O famoso Natal de Marbella

Há uns dias ouvia na RFM, na voz profunda daquele senhor que diz que já agora vale a pena pensar nisto, que ser altruísta é fazer algo pelos outros simplesmente pelo amor ao próximo e não pelo sentimento de bem estar que nos possa trazer. Que fazer em prol dos outros, mas também para satisfação própria não é amor puro. E eu pensei nisto.

Pode até ser. Mas qual é a diferença? O resultado é exatamente o mesmo. Que diferença faz a motivação? Qual é o mal de nos sentirmos bem ao fazê-lo? Não me refiro a oferecer um saco de bens essenciais a quem precisa e não se calar sobre isso. Fazer alarde para sentir-se validado.

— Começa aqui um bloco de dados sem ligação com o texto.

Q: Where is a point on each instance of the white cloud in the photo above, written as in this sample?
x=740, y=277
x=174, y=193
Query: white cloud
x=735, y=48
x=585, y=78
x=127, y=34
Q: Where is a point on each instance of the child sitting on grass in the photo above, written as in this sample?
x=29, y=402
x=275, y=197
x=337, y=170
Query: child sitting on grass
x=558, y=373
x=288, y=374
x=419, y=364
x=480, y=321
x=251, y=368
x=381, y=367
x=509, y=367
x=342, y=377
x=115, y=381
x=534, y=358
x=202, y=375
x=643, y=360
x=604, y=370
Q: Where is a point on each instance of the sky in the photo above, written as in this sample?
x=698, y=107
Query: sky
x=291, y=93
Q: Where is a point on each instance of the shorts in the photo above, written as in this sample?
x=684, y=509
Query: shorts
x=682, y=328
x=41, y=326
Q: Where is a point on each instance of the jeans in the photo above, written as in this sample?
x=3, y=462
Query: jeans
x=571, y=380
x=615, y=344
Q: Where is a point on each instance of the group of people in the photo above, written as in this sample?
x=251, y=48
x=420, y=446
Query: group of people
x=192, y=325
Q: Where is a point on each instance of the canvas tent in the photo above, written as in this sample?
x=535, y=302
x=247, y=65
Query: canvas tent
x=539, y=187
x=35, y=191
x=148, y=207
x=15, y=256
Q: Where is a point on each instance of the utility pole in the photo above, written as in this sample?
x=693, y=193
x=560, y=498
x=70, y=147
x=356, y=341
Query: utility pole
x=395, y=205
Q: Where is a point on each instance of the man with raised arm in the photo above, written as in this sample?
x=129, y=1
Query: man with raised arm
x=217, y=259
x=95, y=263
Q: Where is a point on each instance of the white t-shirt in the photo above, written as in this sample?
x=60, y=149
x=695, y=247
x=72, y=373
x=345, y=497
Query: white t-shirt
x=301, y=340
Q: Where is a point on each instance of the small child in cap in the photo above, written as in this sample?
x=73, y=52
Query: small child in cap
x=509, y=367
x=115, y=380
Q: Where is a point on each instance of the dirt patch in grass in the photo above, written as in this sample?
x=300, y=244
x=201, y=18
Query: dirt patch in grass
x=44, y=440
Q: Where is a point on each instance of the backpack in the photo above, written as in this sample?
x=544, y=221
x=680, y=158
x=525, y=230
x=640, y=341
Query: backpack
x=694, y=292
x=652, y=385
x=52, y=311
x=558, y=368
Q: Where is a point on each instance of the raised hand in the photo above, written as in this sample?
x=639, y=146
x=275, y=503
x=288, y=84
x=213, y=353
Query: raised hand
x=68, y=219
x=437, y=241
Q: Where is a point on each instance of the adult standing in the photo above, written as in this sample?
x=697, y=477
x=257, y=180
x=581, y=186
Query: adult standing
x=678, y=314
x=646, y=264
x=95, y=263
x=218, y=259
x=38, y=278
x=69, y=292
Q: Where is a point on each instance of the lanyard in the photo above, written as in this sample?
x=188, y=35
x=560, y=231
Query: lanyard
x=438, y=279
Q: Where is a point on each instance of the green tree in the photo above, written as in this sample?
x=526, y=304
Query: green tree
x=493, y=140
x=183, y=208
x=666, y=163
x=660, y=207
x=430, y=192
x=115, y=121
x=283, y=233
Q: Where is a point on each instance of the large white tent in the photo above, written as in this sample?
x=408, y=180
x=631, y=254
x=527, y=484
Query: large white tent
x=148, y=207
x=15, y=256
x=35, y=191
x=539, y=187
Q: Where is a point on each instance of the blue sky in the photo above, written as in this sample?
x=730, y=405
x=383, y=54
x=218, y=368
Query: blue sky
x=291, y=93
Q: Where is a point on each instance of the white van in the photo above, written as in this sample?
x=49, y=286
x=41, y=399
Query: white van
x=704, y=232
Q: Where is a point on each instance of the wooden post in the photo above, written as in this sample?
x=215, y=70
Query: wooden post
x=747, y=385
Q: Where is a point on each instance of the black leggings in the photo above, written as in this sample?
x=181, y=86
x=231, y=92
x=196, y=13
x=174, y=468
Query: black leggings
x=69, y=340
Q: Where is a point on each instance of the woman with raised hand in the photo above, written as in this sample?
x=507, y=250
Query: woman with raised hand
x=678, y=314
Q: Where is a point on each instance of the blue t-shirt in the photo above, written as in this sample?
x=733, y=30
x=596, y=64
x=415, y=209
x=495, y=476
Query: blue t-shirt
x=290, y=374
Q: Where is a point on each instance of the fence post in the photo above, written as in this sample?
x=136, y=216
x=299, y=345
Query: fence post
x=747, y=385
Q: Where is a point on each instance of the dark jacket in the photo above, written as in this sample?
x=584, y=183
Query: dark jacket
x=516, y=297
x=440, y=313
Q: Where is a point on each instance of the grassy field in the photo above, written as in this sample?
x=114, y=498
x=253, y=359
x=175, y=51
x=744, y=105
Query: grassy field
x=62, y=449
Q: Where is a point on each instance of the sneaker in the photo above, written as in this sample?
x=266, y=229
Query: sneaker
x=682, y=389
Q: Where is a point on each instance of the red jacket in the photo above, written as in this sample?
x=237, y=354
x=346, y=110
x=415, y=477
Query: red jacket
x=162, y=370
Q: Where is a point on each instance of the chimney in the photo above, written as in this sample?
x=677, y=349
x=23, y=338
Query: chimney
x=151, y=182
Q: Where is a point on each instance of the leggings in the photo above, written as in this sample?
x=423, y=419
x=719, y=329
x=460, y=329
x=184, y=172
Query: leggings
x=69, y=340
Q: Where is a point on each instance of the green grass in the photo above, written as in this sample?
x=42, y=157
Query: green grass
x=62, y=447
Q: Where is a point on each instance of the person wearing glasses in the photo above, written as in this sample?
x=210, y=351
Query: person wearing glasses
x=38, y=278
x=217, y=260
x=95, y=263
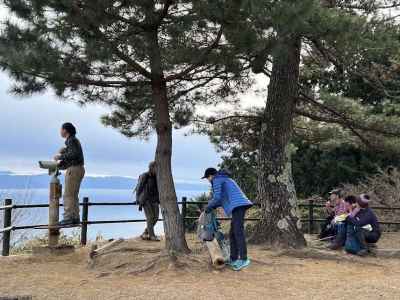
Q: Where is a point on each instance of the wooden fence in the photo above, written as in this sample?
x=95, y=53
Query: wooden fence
x=8, y=208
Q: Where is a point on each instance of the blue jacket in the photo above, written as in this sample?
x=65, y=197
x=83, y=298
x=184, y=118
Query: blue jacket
x=227, y=193
x=364, y=217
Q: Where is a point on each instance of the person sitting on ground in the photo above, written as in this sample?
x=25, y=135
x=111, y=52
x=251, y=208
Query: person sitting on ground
x=148, y=199
x=362, y=227
x=334, y=208
x=340, y=224
x=70, y=158
x=228, y=195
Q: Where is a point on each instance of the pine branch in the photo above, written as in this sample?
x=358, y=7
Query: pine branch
x=198, y=63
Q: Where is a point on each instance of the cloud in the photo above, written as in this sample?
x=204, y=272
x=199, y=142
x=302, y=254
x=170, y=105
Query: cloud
x=29, y=131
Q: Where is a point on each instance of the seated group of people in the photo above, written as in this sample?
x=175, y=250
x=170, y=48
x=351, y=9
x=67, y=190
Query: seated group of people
x=351, y=223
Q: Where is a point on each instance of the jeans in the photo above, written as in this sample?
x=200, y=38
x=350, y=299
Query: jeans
x=357, y=238
x=341, y=231
x=73, y=179
x=151, y=211
x=236, y=235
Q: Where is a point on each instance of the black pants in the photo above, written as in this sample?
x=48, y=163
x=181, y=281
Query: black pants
x=326, y=228
x=236, y=234
x=151, y=211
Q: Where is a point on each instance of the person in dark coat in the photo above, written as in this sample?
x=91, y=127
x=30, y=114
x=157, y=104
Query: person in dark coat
x=362, y=227
x=148, y=199
x=227, y=194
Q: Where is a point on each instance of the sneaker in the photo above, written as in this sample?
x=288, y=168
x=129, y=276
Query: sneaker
x=362, y=252
x=241, y=264
x=334, y=246
x=232, y=262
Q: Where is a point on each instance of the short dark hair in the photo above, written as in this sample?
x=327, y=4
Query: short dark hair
x=351, y=199
x=68, y=127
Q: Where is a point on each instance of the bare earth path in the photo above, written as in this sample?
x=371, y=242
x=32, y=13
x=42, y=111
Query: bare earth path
x=269, y=277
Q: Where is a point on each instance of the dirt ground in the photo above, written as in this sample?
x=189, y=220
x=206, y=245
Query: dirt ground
x=272, y=275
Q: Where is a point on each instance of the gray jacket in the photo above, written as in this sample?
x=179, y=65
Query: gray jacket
x=72, y=155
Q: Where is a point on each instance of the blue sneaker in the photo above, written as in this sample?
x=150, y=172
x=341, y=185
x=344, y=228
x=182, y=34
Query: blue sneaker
x=232, y=263
x=241, y=264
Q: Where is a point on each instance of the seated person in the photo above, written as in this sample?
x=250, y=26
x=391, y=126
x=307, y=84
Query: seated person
x=334, y=207
x=340, y=224
x=362, y=227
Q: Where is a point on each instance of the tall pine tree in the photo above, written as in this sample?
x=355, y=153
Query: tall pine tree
x=151, y=61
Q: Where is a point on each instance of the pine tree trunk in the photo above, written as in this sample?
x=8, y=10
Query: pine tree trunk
x=280, y=224
x=173, y=225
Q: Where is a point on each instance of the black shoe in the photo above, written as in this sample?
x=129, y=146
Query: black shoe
x=334, y=246
x=69, y=222
x=362, y=252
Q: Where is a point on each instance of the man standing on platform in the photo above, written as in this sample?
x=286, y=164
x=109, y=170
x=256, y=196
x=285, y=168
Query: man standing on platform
x=71, y=159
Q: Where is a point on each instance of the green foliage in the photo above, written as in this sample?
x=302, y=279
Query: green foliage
x=110, y=51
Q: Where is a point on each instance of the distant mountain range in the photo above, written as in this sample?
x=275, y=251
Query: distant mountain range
x=8, y=180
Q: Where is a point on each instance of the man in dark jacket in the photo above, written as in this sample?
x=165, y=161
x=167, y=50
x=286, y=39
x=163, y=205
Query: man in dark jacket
x=228, y=195
x=71, y=159
x=362, y=227
x=148, y=198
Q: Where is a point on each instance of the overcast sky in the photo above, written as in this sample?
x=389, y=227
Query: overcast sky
x=29, y=131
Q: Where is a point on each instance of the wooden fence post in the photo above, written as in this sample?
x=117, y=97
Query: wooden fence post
x=85, y=214
x=7, y=223
x=184, y=199
x=310, y=216
x=54, y=210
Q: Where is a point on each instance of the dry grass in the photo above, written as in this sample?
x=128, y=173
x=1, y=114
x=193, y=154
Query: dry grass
x=270, y=276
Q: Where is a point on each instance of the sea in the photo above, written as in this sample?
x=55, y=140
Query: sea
x=96, y=213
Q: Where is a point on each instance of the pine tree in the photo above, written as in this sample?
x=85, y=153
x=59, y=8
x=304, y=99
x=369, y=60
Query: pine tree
x=151, y=61
x=340, y=38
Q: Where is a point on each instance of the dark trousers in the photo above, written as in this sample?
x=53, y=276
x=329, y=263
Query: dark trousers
x=151, y=211
x=236, y=234
x=357, y=238
x=326, y=228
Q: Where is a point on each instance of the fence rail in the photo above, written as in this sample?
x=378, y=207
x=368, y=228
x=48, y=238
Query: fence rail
x=9, y=207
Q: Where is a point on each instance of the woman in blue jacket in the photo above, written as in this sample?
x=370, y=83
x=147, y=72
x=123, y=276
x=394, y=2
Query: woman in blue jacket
x=228, y=195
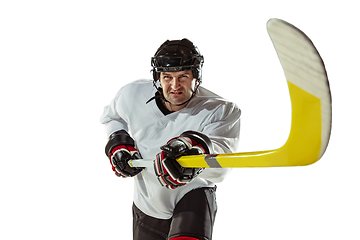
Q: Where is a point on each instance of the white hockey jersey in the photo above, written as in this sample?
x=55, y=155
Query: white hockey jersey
x=150, y=128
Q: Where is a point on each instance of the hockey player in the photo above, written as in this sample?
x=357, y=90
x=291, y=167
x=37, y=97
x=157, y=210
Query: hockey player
x=164, y=119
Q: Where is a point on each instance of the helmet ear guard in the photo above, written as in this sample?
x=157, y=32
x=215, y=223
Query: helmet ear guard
x=176, y=56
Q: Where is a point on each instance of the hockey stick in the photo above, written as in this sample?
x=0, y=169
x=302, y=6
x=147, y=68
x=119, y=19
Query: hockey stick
x=310, y=102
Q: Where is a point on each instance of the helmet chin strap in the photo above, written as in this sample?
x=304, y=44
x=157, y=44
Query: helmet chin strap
x=161, y=95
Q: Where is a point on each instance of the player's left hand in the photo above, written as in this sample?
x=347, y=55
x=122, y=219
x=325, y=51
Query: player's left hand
x=169, y=172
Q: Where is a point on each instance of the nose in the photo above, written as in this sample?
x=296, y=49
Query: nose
x=175, y=83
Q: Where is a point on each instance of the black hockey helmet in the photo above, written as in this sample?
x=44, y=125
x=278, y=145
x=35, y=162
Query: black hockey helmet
x=175, y=56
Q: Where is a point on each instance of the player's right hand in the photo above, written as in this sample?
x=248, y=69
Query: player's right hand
x=120, y=149
x=119, y=158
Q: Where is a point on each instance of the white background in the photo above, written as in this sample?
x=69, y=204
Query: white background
x=61, y=62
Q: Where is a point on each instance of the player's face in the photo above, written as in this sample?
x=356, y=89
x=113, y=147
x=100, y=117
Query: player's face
x=177, y=86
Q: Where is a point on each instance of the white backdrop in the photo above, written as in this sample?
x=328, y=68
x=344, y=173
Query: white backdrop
x=61, y=62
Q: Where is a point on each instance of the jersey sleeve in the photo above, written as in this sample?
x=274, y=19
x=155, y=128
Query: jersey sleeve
x=224, y=133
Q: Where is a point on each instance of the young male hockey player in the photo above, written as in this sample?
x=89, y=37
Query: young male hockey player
x=176, y=118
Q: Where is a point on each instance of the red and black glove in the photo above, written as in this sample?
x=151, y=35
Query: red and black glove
x=120, y=149
x=169, y=172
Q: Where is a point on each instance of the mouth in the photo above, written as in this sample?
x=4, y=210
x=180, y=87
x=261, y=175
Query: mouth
x=176, y=93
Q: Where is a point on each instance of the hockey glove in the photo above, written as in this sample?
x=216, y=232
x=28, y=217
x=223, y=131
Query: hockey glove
x=120, y=149
x=169, y=172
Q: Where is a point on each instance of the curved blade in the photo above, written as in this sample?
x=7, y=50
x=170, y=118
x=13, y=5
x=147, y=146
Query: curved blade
x=310, y=102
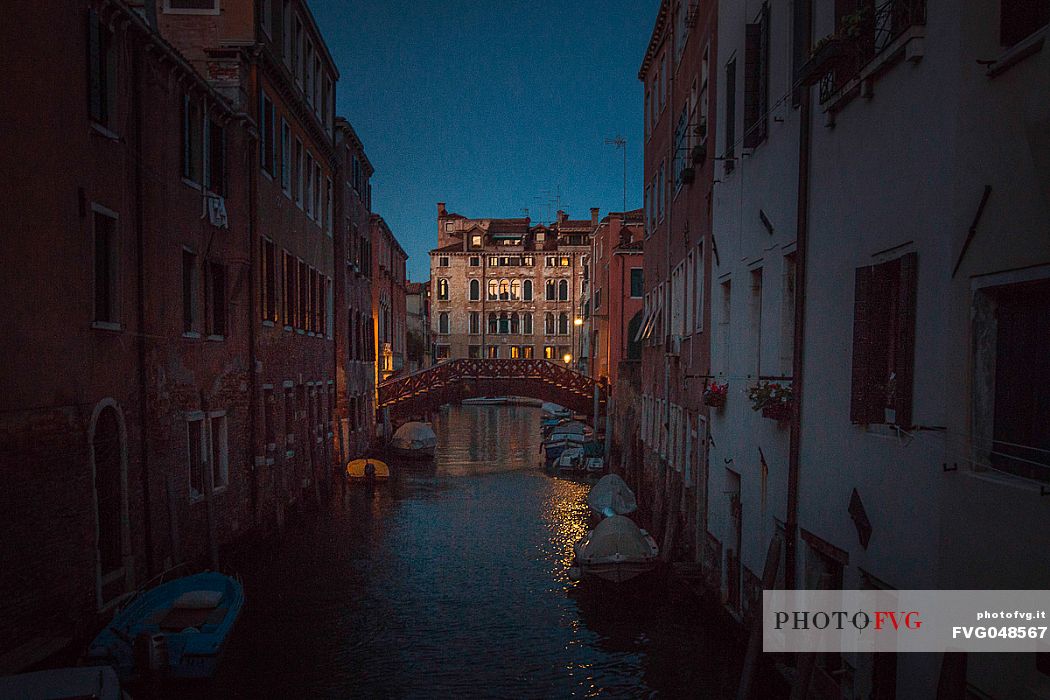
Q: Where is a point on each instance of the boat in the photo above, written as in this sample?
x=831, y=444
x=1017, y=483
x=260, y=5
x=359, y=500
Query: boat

Não é isso. Mas aquele calorzinho na alma por fazermos alguma coisa pelo outro também não há de ser pecaminosa. Eu gosto dessa sensação.

Não que ande por aí a fazer grandes coisas. Faço muito menos do que deveria, é certo. Mas sempre lá vou fazendo alguma coisa. Nem que seja ouvir, escutando mesmo. Mas gosto de saber, ou pelo menos pensar, que alguém fica melhor com uma ajuda minha. Feliz pelo outro, mas também por mim. E neste pseudo altruismo egoísta lá me vou conseguindo ver ao espelho. Não sei o que revelaria um retrato como o do Dorian. Melhor não saber.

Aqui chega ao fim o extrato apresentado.